IFRC


Floods destroy homes and livelihoods in Pakistan

Publié: 18 septembre 2014 23:52 CET

By Andy Goss, Islamabad

Late monsoon rains earlier this month have unleashed a devastating flood, inundating large areas of Pakistan and affecting around two million people in a disaster that continues to unfold.

The Government’s National Disaster Management Authority (NDMA) says close to 44,000 homes have been destroyed and more than 1.5 million acres of standing crops lost. So far, about 300 people have died.

Some villages have been entirely submerged, or swept away by flood waters in excess of 10 feet (3 metres) deep, destroying vast areas of standing crops and infrastructure. Local authorities are coordinating evacuation and rescue operations with Pakistan’s armed forces, as the huge volume of water continues to move through Punjab, wreaking havoc.

Already it has caused wide scale destruction in parts of Pakistani-administered Kashmir (Azad Jammu and Kashmir) and Gilgit-Baltistan in the mountainous north, before impacting the agricultural heartlands of Punjab, the country’s most populous province.

As part of its initial response to the floods, the Pakistan Red Crescent Society is providing relief support to 13,000 families with the distribution of food and relief items such as tents and tarpaulins, hygiene kits and items of daily use.

One such distribution took place last weekend in Wanike Talar village in Hafizabad District in central Punjab, where 250 families received food rations to feed a family for a week, along with six litres of fresh water.

Hafizabad received its share of deluge when waters from the Chenab river breached flood defences.

Mother of three, Kausar Bibi, 40, was at the distribution. She said: “Our entire village came under six feet (2 metres) of water; it was so sudden there was no time to flee. We escaped with our lives but have lost everything.” Expressing her thanks, she said that at least her family would be able to eat in the days ahead.

Many communities have yet to receive any emergency aid.

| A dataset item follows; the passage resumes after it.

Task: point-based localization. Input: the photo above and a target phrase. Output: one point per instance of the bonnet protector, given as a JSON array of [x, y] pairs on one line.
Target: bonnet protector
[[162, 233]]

Access is still a major issue, with PRCS teams only able to move into flood affected areas as the waters begin to recede.

Food is the pressing priority with health concerns also an issue. Villagers have told Pakistan Red Crescent teams about the risk to their children’s health several days into the crisis. Many have contracted eye infections, diarrhea and skin ailments. And for most families in the flood-affected areas, there is no immediate health provision - or those basic health units that existed have also been disrupted.

But there are other needs. Hundreds of thousands are without shelter, sleeping under the open sky. It is mosquito season, with threats of dengue and malaria heightened due to huge areas of standing water, where the insects breed. And loss of water systems and sanitation facilities is a further issue.

“Given the scale of the disaster and the substantial cross section of needs, we are committed towards scaling up our response operation,” says Ghulam Muhammad Awan, director of operations, PRCS.

The society plans to significantly expand its flood response with the support of the International Federation of Red Cross and Red Crescent Societies. Its operation will comprise relief support complemented by longer-term assistance.

Meanwhile, the flood surge continues to move south, entering the southern province of Sindh which has been on high alert. Amidst fears that the toll of affected communities will continue to rise, the authorities have issued extensive early warnings and conducted early evacuations of communities at risk. The Pakistan Red Crescent Society has contributed to these efforts through early warnings issued by disaster response teams at district levels.